The number of hours vs. income earned will fluctuate for beginners and people who’ve been proofreading for a while.
I read a maximum of 100 pages an hour, and that is only achievable when the work is very clean with very little stopping/starting. The work gets denser and harder, though, in which case my pages-per-hour drops to as low as 40-60. One of my first students, Victoria, is currently at 60-70 pages per hour for easier stuff, and beginners who’ve just completed the course tend to start at around 40-50, but it can vary based on the type of job, too. Hearings generally take longer than a super simple workers’ comp deposition. The speed comes only with practice — not overnight.
No one should expect to get to my earning level as a beginner. It took me several years to get there.

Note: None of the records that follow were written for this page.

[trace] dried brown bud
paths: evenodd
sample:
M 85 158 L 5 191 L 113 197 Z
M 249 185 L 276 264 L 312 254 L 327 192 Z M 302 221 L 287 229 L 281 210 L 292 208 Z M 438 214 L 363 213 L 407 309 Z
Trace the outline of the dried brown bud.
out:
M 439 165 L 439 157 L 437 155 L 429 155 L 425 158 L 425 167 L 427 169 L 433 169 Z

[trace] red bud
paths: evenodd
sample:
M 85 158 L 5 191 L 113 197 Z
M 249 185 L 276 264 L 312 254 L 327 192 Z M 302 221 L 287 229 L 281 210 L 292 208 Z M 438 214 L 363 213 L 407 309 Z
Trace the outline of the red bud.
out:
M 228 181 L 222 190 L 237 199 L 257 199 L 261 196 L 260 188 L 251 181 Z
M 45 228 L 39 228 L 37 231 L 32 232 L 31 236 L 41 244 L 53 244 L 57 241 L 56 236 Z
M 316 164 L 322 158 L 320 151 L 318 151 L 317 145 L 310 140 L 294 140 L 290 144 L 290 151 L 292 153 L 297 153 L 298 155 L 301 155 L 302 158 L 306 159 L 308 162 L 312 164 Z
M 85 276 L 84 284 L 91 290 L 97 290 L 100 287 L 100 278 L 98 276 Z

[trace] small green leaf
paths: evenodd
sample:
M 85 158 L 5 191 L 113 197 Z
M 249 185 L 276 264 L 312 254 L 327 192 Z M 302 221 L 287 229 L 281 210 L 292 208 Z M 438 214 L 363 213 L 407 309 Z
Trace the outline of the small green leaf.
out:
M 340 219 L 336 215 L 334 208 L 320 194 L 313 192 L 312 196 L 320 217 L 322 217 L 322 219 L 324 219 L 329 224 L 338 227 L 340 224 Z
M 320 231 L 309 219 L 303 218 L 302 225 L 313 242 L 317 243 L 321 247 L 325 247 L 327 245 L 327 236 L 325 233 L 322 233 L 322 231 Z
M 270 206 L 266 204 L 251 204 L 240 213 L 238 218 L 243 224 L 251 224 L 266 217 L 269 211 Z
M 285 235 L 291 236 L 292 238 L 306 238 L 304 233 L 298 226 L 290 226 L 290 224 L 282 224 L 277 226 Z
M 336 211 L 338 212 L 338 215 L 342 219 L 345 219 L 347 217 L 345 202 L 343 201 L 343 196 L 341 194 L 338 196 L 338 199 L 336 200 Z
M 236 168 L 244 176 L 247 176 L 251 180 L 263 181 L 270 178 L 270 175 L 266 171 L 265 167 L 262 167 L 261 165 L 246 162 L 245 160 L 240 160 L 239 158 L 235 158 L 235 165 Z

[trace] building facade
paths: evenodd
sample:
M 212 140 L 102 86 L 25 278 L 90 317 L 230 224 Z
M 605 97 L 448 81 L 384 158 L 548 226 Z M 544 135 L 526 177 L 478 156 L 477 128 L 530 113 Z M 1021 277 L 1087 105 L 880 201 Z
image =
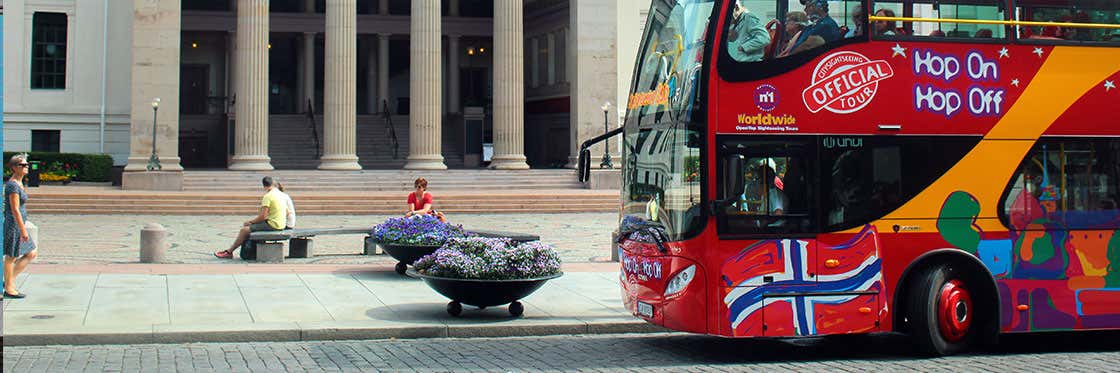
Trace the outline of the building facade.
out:
M 648 5 L 8 0 L 3 145 L 126 171 L 571 166 L 618 125 Z

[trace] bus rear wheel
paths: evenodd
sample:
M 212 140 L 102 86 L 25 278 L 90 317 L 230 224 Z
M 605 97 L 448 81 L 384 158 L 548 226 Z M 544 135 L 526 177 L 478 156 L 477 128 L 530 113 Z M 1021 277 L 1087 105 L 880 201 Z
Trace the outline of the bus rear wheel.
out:
M 953 355 L 973 344 L 978 333 L 970 289 L 968 281 L 950 265 L 931 266 L 917 274 L 909 289 L 907 315 L 919 353 Z

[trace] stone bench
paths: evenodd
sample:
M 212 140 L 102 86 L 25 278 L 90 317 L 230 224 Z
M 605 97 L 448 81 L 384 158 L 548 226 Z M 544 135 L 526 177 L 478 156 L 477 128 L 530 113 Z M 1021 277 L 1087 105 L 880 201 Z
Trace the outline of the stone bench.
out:
M 381 254 L 379 248 L 368 236 L 370 228 L 298 228 L 282 231 L 260 231 L 249 234 L 249 240 L 256 244 L 257 261 L 266 263 L 280 263 L 284 261 L 284 241 L 289 241 L 288 257 L 308 258 L 314 256 L 315 236 L 335 234 L 366 234 L 363 240 L 363 254 Z M 540 240 L 535 234 L 503 232 L 492 230 L 468 230 L 468 233 L 482 237 L 509 237 L 514 242 L 528 242 Z
M 260 231 L 249 234 L 257 247 L 257 261 L 279 263 L 284 261 L 284 241 L 289 241 L 288 256 L 307 258 L 314 256 L 315 236 L 332 234 L 369 234 L 369 228 L 299 228 L 282 231 Z

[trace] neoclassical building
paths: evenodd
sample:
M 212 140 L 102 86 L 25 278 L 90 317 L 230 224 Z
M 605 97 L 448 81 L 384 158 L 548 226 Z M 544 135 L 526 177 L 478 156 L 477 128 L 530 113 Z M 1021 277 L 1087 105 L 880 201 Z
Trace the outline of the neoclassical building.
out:
M 618 125 L 648 5 L 8 0 L 3 145 L 126 171 L 153 151 L 171 171 L 570 166 Z

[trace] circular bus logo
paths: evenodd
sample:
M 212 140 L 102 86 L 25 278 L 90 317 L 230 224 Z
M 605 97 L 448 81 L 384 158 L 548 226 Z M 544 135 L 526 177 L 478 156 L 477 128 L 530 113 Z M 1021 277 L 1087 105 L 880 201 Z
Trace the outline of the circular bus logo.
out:
M 814 113 L 822 109 L 854 113 L 871 103 L 880 81 L 892 76 L 894 70 L 887 61 L 872 61 L 851 51 L 836 52 L 813 69 L 812 83 L 801 92 L 801 98 Z
M 758 110 L 774 111 L 778 108 L 778 89 L 769 84 L 758 86 L 754 90 L 754 105 L 758 106 Z

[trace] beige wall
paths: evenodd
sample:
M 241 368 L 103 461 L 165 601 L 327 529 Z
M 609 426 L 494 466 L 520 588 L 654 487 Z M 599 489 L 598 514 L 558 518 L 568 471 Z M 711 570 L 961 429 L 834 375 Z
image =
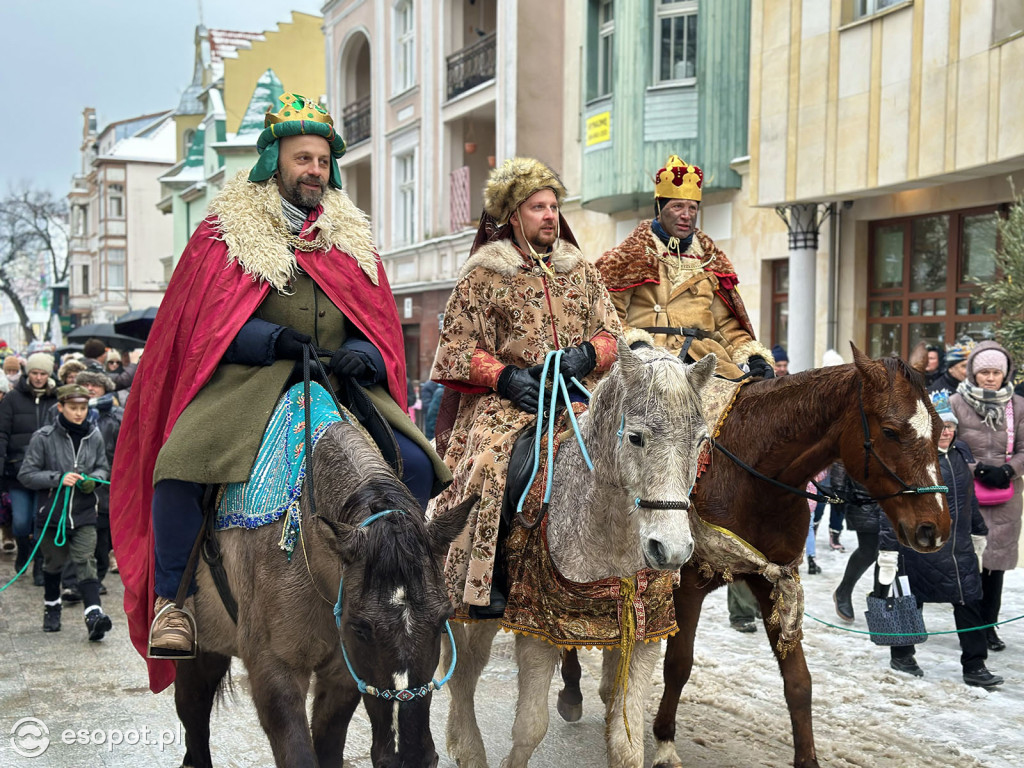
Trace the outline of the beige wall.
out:
M 160 199 L 159 178 L 168 167 L 163 163 L 128 163 L 126 168 L 127 287 L 133 309 L 156 306 L 163 296 L 160 259 L 172 255 L 174 220 L 156 204 Z
M 1024 38 L 985 0 L 914 0 L 840 27 L 842 0 L 755 0 L 755 205 L 1024 167 Z
M 307 13 L 292 12 L 292 20 L 263 33 L 251 48 L 242 48 L 238 57 L 224 60 L 224 110 L 227 130 L 235 133 L 245 115 L 253 88 L 267 68 L 284 85 L 285 92 L 301 93 L 319 100 L 327 93 L 324 68 L 323 19 Z

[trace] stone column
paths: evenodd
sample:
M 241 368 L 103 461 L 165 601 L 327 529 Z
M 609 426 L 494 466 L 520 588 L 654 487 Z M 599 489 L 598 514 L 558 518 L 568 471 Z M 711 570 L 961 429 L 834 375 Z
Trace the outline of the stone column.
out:
M 789 371 L 814 368 L 814 326 L 817 314 L 815 278 L 818 233 L 834 211 L 832 205 L 801 203 L 779 206 L 775 212 L 789 229 Z

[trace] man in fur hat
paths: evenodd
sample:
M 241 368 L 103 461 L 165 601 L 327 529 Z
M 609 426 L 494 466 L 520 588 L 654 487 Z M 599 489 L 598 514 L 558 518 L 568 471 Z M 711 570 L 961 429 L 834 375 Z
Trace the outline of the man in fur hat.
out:
M 492 593 L 492 570 L 509 455 L 537 413 L 540 385 L 530 369 L 563 349 L 563 374 L 589 390 L 616 357 L 615 309 L 559 213 L 564 197 L 558 176 L 537 160 L 512 158 L 491 172 L 431 372 L 458 397 L 454 425 L 437 425 L 454 481 L 432 514 L 480 495 L 445 565 L 452 602 L 473 618 L 504 609 L 502 585 Z M 442 404 L 442 414 L 450 411 Z
M 195 642 L 173 598 L 191 578 L 204 489 L 249 479 L 282 392 L 302 379 L 304 345 L 329 358 L 336 386 L 365 388 L 421 503 L 449 479 L 405 414 L 401 325 L 369 222 L 341 191 L 335 160 L 345 142 L 315 102 L 281 101 L 267 113 L 259 161 L 225 185 L 182 254 L 121 427 L 111 528 L 144 655 L 152 625 L 154 691 L 174 679 L 166 659 L 188 656 Z
M 771 352 L 754 338 L 726 255 L 697 229 L 704 174 L 676 155 L 655 178 L 655 218 L 642 221 L 597 260 L 628 339 L 654 343 L 690 361 L 718 356 L 719 376 L 774 378 Z

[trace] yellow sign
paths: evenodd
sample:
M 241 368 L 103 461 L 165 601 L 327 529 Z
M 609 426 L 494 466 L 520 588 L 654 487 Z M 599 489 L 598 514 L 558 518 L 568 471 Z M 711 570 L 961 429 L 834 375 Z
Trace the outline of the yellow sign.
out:
M 587 146 L 612 140 L 612 113 L 598 112 L 587 118 Z

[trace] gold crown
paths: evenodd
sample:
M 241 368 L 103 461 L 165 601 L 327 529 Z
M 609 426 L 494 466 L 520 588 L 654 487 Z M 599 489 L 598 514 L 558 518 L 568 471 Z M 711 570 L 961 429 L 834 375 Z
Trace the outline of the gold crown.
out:
M 281 95 L 281 103 L 284 106 L 277 112 L 267 110 L 267 116 L 263 120 L 264 128 L 269 128 L 275 123 L 288 123 L 293 120 L 312 120 L 334 126 L 334 119 L 327 113 L 327 110 L 312 99 L 297 93 L 285 93 Z
M 654 196 L 700 202 L 703 183 L 704 172 L 700 168 L 683 162 L 678 155 L 672 155 L 654 177 Z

It’s really hard to say how many clients and how many transcripts will get you to a certain amount of income because all the transcripts are a different length, every proofreader is different, and each reporter will have a different workload from week to week. My advice is to start slowly at first — do NOT look for clients until you know what you’re doing, and do NOT just focus on getting as many clients as possible to make the most money as possible. This can and does backfire. Pour into your first few clients post-training. If you invest in your first few clients, you can earn referrals much easier that way.
Also, to make real money, you actually don’t always need a lot of clients — if you do excellent work, your clients are repeat customers so they will keep sending you work time and time again.